Bei dem Projekt, das von der Künstlerin und Professorin Elaine Tedesco tatkräftig unterstützt wurde, war die Erfahrung der Entschleunigung und Konzentration durch die Bedingtheiten der analogen Kameraaufnahme ebenso wichtig wie die fotografischen Ergebnisse. Bei Verschlusszeiten von 15 bis 30 Minuten waren nicht mehr als drei oder vier Panoramaaufnahmen in einer Nacht möglich. Dabei wurde sehr schnell die allgegenwärtige Angst vor kriminellen Handlungen als Bedingtheit des öffentlichen Raumes in Brasilien zum Thema.
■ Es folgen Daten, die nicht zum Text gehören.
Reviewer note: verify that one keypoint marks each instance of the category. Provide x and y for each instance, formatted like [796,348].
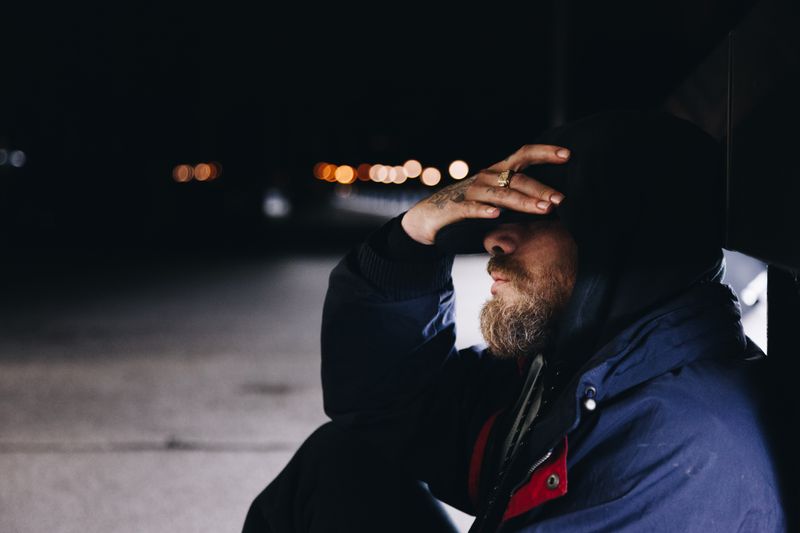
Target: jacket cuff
[400,266]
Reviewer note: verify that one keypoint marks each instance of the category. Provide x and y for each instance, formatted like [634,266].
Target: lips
[499,281]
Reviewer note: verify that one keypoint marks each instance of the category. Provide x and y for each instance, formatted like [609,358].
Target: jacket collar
[702,322]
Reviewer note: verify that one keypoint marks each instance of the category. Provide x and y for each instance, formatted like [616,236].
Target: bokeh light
[182,173]
[431,176]
[318,168]
[413,168]
[399,175]
[373,172]
[328,172]
[345,174]
[458,169]
[202,172]
[382,174]
[363,171]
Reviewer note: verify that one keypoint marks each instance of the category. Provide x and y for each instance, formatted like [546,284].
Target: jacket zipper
[533,467]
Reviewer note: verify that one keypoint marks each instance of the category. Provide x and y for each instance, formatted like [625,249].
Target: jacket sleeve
[390,369]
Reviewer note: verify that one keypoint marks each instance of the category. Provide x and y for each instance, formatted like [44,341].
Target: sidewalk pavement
[165,402]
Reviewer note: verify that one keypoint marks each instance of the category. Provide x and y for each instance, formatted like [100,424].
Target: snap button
[588,398]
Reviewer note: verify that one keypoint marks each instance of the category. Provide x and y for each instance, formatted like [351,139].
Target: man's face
[534,267]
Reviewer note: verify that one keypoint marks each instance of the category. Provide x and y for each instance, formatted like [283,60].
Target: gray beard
[518,329]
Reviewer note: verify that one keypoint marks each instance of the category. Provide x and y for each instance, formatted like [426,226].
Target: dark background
[105,100]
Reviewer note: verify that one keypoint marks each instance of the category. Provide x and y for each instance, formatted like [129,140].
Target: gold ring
[504,179]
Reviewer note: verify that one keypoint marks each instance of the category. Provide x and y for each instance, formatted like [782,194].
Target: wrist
[412,228]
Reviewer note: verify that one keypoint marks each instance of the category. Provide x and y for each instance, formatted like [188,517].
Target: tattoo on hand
[455,193]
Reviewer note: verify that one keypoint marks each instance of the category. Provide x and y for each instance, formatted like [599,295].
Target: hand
[480,196]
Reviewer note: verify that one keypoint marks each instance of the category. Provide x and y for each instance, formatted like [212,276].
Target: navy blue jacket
[658,431]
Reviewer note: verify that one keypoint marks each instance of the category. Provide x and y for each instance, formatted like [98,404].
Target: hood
[644,201]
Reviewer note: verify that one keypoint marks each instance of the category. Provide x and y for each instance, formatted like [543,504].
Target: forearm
[387,327]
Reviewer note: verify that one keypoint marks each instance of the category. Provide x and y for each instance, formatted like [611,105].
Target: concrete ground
[163,399]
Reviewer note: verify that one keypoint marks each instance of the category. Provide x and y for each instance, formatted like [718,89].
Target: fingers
[536,198]
[532,187]
[533,154]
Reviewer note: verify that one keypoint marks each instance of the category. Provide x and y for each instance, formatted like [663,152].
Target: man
[615,393]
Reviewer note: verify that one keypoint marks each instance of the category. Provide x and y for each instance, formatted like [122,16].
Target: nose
[502,240]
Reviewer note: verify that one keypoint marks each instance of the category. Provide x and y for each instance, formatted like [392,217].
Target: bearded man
[615,392]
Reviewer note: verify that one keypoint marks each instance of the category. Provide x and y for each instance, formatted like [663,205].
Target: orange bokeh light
[363,171]
[345,174]
[413,168]
[182,173]
[202,171]
[431,176]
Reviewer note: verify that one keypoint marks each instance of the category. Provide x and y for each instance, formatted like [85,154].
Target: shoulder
[686,446]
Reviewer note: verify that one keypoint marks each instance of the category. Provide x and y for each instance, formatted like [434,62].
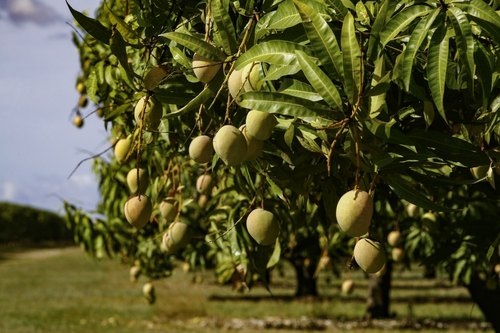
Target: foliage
[398,98]
[27,225]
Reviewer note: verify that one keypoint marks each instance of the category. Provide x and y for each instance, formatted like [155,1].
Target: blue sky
[39,146]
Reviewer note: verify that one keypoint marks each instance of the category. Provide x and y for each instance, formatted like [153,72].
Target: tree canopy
[396,99]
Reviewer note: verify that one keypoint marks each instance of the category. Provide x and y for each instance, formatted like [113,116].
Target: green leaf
[155,76]
[448,147]
[278,52]
[484,16]
[320,81]
[401,21]
[118,111]
[125,30]
[118,47]
[352,60]
[284,17]
[323,41]
[387,132]
[275,102]
[465,42]
[385,11]
[362,13]
[377,100]
[275,256]
[407,191]
[437,62]
[196,45]
[91,26]
[224,25]
[481,10]
[485,70]
[209,90]
[275,72]
[417,37]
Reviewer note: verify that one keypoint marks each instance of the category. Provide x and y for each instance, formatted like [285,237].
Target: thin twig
[236,223]
[90,158]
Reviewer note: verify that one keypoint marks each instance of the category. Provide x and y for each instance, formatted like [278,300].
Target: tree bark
[378,301]
[486,299]
[306,281]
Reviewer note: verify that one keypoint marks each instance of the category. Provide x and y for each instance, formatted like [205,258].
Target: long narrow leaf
[401,21]
[481,10]
[224,25]
[278,52]
[405,190]
[323,40]
[379,79]
[385,11]
[465,42]
[275,102]
[299,89]
[91,26]
[125,30]
[320,81]
[284,17]
[196,45]
[417,37]
[352,60]
[437,62]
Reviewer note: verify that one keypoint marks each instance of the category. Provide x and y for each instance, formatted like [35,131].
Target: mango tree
[243,132]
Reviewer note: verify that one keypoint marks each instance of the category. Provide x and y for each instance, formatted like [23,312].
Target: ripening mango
[230,145]
[260,124]
[153,111]
[262,226]
[204,184]
[138,210]
[201,149]
[394,238]
[122,148]
[176,237]
[169,209]
[137,180]
[354,212]
[347,287]
[369,255]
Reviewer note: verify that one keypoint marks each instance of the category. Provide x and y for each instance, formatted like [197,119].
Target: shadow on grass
[354,299]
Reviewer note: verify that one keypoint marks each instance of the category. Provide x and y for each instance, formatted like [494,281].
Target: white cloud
[34,11]
[83,180]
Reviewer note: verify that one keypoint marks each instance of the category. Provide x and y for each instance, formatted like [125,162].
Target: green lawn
[62,290]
Eine Furcht, die sich nach Einbruch der Dunkelheit auch noch stündlich steigert. Obwohl im Süden von Brasilien weniger organisierte Banden ihr Unwesen treiben als im Nordosten oder in den großen Städten, ist die Angst überfallen zu werden doch allgegenwärtig. Eine administrative Reaktion auf diese Angst ist die fast lückenlose Lichtdurchflutung der Straßen, Plätze und Parks in Brasilien. Eine anderes Thema, das sich aufdrängte, ist die jüngste Stadtmöblierung und die Gestaltung durch die neuen Sport- und Fitnessinstallationen im Stadtraum, die industrielle Massenherstellung mit lokalpolitischem Engagement verbinden. Diese zum Teil futuristisch anmutenden Gestaltungselemente treffen oft auf ältere Formgebungen aus Zeiten, in denen patriotische oder religiöse Gesinnung das Platzdesign bestimmte. Die historischen Plätze aus portugiesischer Kolonialzeit sind dagegen oft eher abseits, werden mit wenigen und improvisierten Mitteln gepflegt und die dazugehörigen Wohnhäuser sind oft weniger gesichert als in anderen Stadtgebieten.

Ziel der fotografischen Arbeit war es jedoch nicht, solche „Erkenntnisse“ zu dokumentieren, sondern war eine künstlerische und bildgestalterische Umsetzung. Die Verfremdung oder Verrückung durch Licht, Komposition und Blickwinkel will die Offenheit der Interpretation erreichen, will anregen, selbst als Betrachter mit eigenem Blick zu sehen und zu lesen.